My second complaint deals in nostalgia.
As I said earlier, I love replaying the Halo campaigns. Every so often, I’ll still say, “You know what? I want to play Truth and Reconciliation.” And I’ll pop in Halo: CE and load up that third mission.
You can’t have that in Infinite.
The open-world format means no self-contained missions, and I kind of miss the cleanliness of being able to pick out one I like and replay it. If I want to replay a moment from Halo Infinite…I’m going to have to start the campaign from scratch.
Oh my god.
I love the way combat feels in Halo Infinite.
The physics-fun nature of it, the glory of the Grappleshot, the sheer joy of a weapons sandbox that finally feels useful again.
Halo 4 and Halo 5: Guardians suffered from a terrible weapons sandbox. Half of the weapons in those games didn’t feel fun to use, so you never bothered with them. Of the roughly twenty-five weapons in Halo Infinite, on the other hand, I think I’m not fond of only two.
My favorite weapons to use were the Sidekick (the new pistol that has replaced the Magnum from previous Halo games), the Shock Rifle (this zappy sniper rifle thing that just looks super cool), and the Heatwave (a total Dead Space plasma cutter rip-off, but I love it).
Fighting the different enemies on Zeta Halo is also more fun than dealing with the Wardern Eternal a gazillion times.

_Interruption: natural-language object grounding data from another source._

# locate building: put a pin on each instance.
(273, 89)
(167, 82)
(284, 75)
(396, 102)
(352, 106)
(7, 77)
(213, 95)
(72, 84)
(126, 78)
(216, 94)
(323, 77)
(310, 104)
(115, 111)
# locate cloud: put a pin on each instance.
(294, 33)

The Banished have such a personality. I already said this in the story section, but it’s true in the combat too. Brutes either rush you in this mad rage, or they relentlessly shoot you with weapons as they taunt you. Elites are more reserved, and you have to deal with their shields. Jackals now have a new way to hold their shields as they fire at you, making them surprisingly tough to get used to as an enemy type. And Grunts…
…they’re just adorable.
Halo Infinite has given Grunts the best bits of dialogue I’ve yet heard from them in a Halo game. They’re cowardly, they’re snarky, they shriek, they cackle. And someone needs to give that Grunt Propaganda Officer a raise.

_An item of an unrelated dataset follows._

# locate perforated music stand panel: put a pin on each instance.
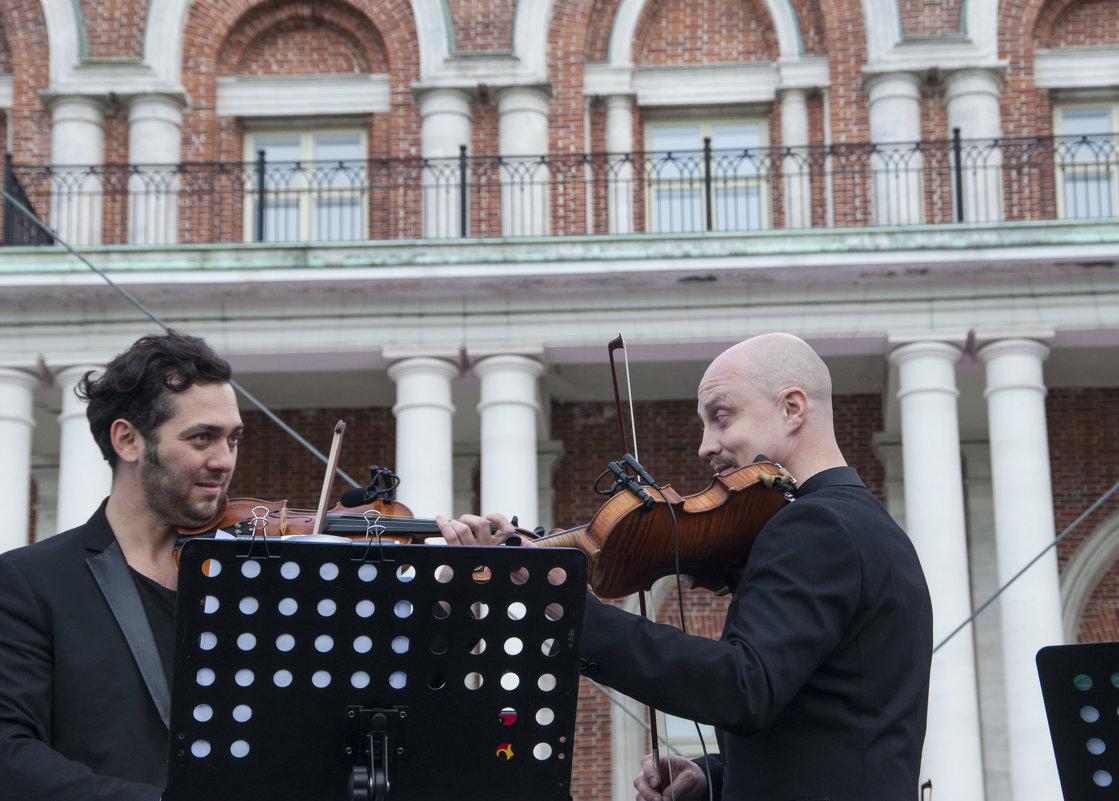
(1080, 685)
(282, 659)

One of the new ways Infinite places you in a combat scenario is through boss fights. In both open-world areas and in story moments, the Master Chief has to go up against some tough Banished baddies, and overall, it’s a fun and challenging experience.
That said, there were some moments that just utterly ticked me off.
I’m going to go right out and say it, I was not fond of the Escharum boss battle. Close quarters with a rampaging Brute holding a Gravity Hammer that practically one-shots you with a health bar that diminishes in millimeters?
Color me not interested.
I like tough fights, don’t get me wrong. But Escharum bordered a bit on the unfair and unfun. My boss fight with him devolved into me swinging from one side of a cramped room to another, shooting at him for two seconds, then repeating. I whittled his health down bit by bit, and I was grimacing the whole time.
I desperately missed the couch co-op element of Halo games while I was playing Infinite, not just because it’s fun to play games with friends, but because Infinite itself feels like it would reach pinnacles of greatness if you had a buddy by your side playing it with you.
It captures the wonder of the original games almost perfectly, and it maintains it for a surprising amount of time given the lack of variety in environments.
The combat has also never felt better to me. It might not be the “competitive” type of gameplay fans of Halo 5: Guardians preferred, but it feels like Halo.
Approaching encounters and enemies in Halo Infinite is different every time. I could be tackling the same objective as someone else, but we could both go about it in very different ways, which heightens the game’s replay value.
And that’s considering that it may be harder to replay Halo Infinite because that means starting from the very beginning.
But I can definitely say it will be worth it.
I rate Halo Infinite a joy-to-play-for-a-long-time-Halo-fan-and-a-massive-relief-like-I-swear-a-weight-has-dropped-from-my-shoulders-faster-than-a-Scorpion-tank-drops-on-an-unsuspecting-ODST.